The Paycheck Protection Program wound down on Aug. 8 with slightly over $525 billion in loans approved. National and regional banks constituted most of the top lenders, but a few smaller banks managed to stand out.
The U.S.'s largest bank by assets, JPMorgan Chase & Co., racked up the most PPP loans with $29.35 billion of net approvals. In second place, Bank of America Corp. tallied $25.56 billion in net approvals.
Meanwhile, Cross River Bank, a Fort Lee, N.J.-based community bank with less than $10 billion in assets, was the only community bank in the top 15. It netted $6.55 billion in approvals, the 12th-most of any lender in the program.
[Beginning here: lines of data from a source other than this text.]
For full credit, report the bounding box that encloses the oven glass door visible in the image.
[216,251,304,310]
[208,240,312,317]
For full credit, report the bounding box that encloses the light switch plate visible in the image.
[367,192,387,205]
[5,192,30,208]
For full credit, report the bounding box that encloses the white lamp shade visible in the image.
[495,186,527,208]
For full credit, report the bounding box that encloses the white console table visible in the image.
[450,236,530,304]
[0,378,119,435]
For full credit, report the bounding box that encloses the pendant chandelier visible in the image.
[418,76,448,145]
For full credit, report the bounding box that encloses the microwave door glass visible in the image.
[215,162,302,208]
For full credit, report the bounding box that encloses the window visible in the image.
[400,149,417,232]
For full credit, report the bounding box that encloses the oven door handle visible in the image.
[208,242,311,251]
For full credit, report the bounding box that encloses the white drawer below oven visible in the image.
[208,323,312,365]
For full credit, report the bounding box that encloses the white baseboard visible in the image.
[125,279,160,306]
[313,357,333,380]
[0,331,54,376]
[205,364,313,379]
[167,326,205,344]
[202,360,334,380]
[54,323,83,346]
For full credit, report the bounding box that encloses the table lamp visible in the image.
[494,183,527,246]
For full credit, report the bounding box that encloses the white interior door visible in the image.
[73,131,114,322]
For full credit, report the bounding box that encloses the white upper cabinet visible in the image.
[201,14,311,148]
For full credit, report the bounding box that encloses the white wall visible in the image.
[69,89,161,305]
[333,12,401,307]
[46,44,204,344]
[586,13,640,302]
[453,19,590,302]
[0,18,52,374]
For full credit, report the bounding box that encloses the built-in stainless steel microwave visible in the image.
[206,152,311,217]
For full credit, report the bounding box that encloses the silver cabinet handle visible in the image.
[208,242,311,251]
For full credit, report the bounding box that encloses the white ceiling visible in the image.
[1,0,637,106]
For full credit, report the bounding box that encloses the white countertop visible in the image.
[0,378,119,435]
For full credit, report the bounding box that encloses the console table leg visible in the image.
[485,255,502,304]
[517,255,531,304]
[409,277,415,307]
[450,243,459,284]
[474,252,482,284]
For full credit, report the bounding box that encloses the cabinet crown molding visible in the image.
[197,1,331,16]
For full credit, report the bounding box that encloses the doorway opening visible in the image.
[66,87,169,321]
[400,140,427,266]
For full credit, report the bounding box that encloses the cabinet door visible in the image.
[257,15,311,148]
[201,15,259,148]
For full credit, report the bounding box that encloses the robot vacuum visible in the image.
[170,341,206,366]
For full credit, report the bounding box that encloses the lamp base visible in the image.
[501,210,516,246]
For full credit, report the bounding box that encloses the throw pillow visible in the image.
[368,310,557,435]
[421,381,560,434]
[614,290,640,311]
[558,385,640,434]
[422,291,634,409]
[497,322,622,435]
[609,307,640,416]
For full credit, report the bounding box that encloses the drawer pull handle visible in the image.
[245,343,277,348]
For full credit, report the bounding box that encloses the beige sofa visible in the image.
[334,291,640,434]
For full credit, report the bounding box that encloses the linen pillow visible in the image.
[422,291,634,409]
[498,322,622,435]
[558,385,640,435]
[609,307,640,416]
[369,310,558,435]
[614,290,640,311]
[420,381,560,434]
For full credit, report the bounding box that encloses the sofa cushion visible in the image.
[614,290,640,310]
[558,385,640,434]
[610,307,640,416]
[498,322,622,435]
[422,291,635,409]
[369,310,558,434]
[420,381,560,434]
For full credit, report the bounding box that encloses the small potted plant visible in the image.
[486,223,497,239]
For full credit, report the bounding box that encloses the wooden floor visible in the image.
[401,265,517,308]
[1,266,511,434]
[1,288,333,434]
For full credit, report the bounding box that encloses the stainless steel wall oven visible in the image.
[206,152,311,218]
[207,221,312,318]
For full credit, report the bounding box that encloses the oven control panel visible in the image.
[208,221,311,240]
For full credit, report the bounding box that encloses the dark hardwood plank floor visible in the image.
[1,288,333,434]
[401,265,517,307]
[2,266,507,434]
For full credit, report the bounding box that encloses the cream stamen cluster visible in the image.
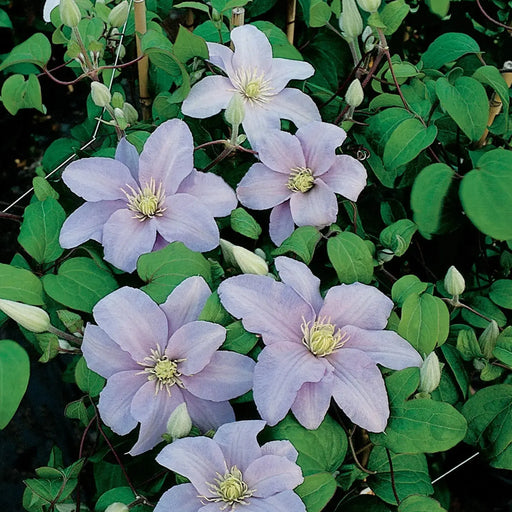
[137,347,185,395]
[231,68,275,105]
[122,177,167,221]
[287,167,315,193]
[301,316,349,357]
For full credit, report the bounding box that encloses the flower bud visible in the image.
[105,503,129,512]
[356,0,381,12]
[114,107,128,130]
[122,102,138,124]
[345,79,364,108]
[220,239,269,275]
[340,0,363,42]
[478,319,499,359]
[166,403,192,441]
[224,93,245,129]
[90,82,111,108]
[59,0,81,28]
[0,299,51,333]
[444,265,465,299]
[418,352,442,394]
[111,91,124,109]
[108,0,130,28]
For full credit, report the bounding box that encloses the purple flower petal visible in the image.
[102,208,157,272]
[115,137,139,180]
[237,163,291,210]
[156,436,226,496]
[182,389,236,432]
[154,484,199,512]
[270,58,315,92]
[160,276,211,334]
[62,158,137,201]
[183,351,254,401]
[275,256,323,314]
[59,199,124,248]
[269,202,295,246]
[245,455,303,498]
[291,374,335,429]
[231,24,273,74]
[138,119,194,195]
[207,41,234,75]
[295,122,347,175]
[246,491,306,511]
[256,130,306,174]
[218,274,314,346]
[213,420,266,472]
[320,283,394,331]
[269,88,321,128]
[321,155,367,202]
[82,324,138,378]
[253,342,327,426]
[343,325,422,369]
[129,380,185,455]
[329,348,389,432]
[289,179,338,228]
[92,287,169,362]
[261,440,298,462]
[241,103,281,151]
[156,193,219,252]
[178,170,237,218]
[98,370,146,435]
[182,75,233,118]
[167,321,226,375]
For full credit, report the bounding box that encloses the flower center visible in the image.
[231,68,274,105]
[122,178,166,221]
[137,347,185,395]
[288,167,315,193]
[201,466,255,510]
[301,317,349,357]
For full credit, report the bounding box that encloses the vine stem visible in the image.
[385,447,400,506]
[475,0,512,29]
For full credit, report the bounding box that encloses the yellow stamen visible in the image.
[137,347,186,395]
[288,167,315,193]
[122,178,166,221]
[301,316,349,357]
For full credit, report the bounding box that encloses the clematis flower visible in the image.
[43,0,60,22]
[154,420,306,512]
[59,119,237,272]
[181,24,321,149]
[236,122,367,245]
[81,277,255,455]
[218,256,422,432]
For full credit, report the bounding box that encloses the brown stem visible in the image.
[475,0,512,29]
[347,428,377,475]
[0,212,22,222]
[134,0,152,120]
[386,447,400,505]
[286,0,297,45]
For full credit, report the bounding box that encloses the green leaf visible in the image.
[222,321,258,354]
[440,343,469,398]
[460,296,507,328]
[0,340,30,429]
[327,231,374,284]
[272,226,322,264]
[18,198,66,264]
[342,494,394,511]
[172,25,208,63]
[411,163,454,239]
[435,76,488,141]
[75,357,105,398]
[489,279,512,309]
[367,107,413,155]
[460,149,512,240]
[64,398,90,427]
[295,472,337,512]
[138,242,212,303]
[252,21,303,60]
[391,275,428,307]
[425,0,450,17]
[299,0,332,27]
[95,487,138,512]
[398,293,450,354]
[173,1,210,13]
[368,447,433,505]
[494,327,512,367]
[0,264,43,304]
[422,32,480,69]
[398,495,447,512]
[0,8,13,29]
[199,291,232,325]
[33,177,59,201]
[1,74,44,115]
[194,20,230,44]
[0,33,52,71]
[230,208,262,239]
[473,65,509,116]
[379,219,417,256]
[378,0,410,35]
[462,384,512,469]
[42,258,118,313]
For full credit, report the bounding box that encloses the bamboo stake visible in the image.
[286,0,296,45]
[476,61,512,148]
[231,7,245,30]
[134,0,151,120]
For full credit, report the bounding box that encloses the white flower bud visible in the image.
[444,265,465,299]
[220,239,269,275]
[90,82,111,108]
[114,107,128,130]
[105,503,129,512]
[122,102,138,124]
[108,1,130,28]
[0,299,51,333]
[340,0,363,42]
[111,91,124,109]
[345,79,364,108]
[59,0,81,28]
[478,319,499,359]
[166,403,192,441]
[418,351,442,394]
[356,0,381,12]
[225,93,245,129]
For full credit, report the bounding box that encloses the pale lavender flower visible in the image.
[237,121,367,245]
[43,0,59,21]
[218,257,422,432]
[154,420,306,512]
[59,119,237,272]
[181,24,321,149]
[81,277,255,455]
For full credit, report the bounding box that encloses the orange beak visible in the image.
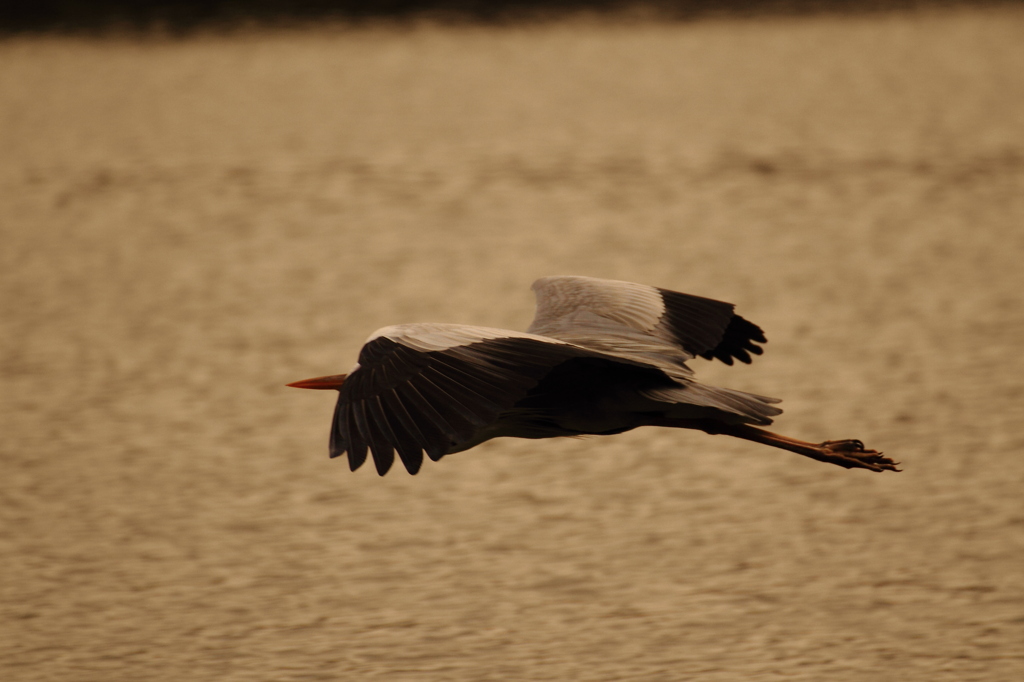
[287,374,348,390]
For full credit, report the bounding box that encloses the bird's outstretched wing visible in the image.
[528,276,766,366]
[333,323,626,476]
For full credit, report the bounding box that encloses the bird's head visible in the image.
[287,374,348,390]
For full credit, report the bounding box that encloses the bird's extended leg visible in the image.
[655,419,900,472]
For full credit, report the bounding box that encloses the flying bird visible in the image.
[289,276,898,476]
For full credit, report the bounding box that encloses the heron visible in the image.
[289,276,898,476]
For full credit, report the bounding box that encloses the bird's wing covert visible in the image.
[528,276,766,366]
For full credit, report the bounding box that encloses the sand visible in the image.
[2,6,1023,681]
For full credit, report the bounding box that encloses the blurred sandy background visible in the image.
[2,5,1024,681]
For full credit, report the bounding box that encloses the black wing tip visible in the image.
[370,451,425,475]
[698,314,768,366]
[372,449,395,476]
[349,449,366,471]
[394,442,425,475]
[327,446,400,474]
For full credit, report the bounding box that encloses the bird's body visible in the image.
[290,276,898,475]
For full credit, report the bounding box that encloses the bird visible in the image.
[289,276,899,476]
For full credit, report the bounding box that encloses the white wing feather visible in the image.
[366,322,569,353]
[528,276,696,377]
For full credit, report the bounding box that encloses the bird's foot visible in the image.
[815,439,900,472]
Before the PPP began, Cross River reported $2.53 billion in assets as of March 31. At the end of June, PPP loans accounted for 77.5% of Cross River's total loan book.
Cross River, along with other banks like Salt Lake City-based WebBank and Celtic Bank Corp., leveraged partnerships with financial technology firms to supercharge their ability to reach small business clients across the country. These three banks, along with 18 others, reported PPP loans in excess of 50% of total loans at the end of June.
Similarly, eight banks established since 2018 reported at least half of all their loans were PPP loans at the end of the second quarter.
U.S. credit unions reported $8.34 billion in PPP loans outstanding at the end of June, led by Sandy, Utah-based Mountain America FCU at $346.8 million. Vienna, Va.-based Navy FCU, the nation's largest credit union by assets by a wide margin, reported $143.4 million in PPP loans outstanding as of June 30, the seventh-highest sum among credit unions.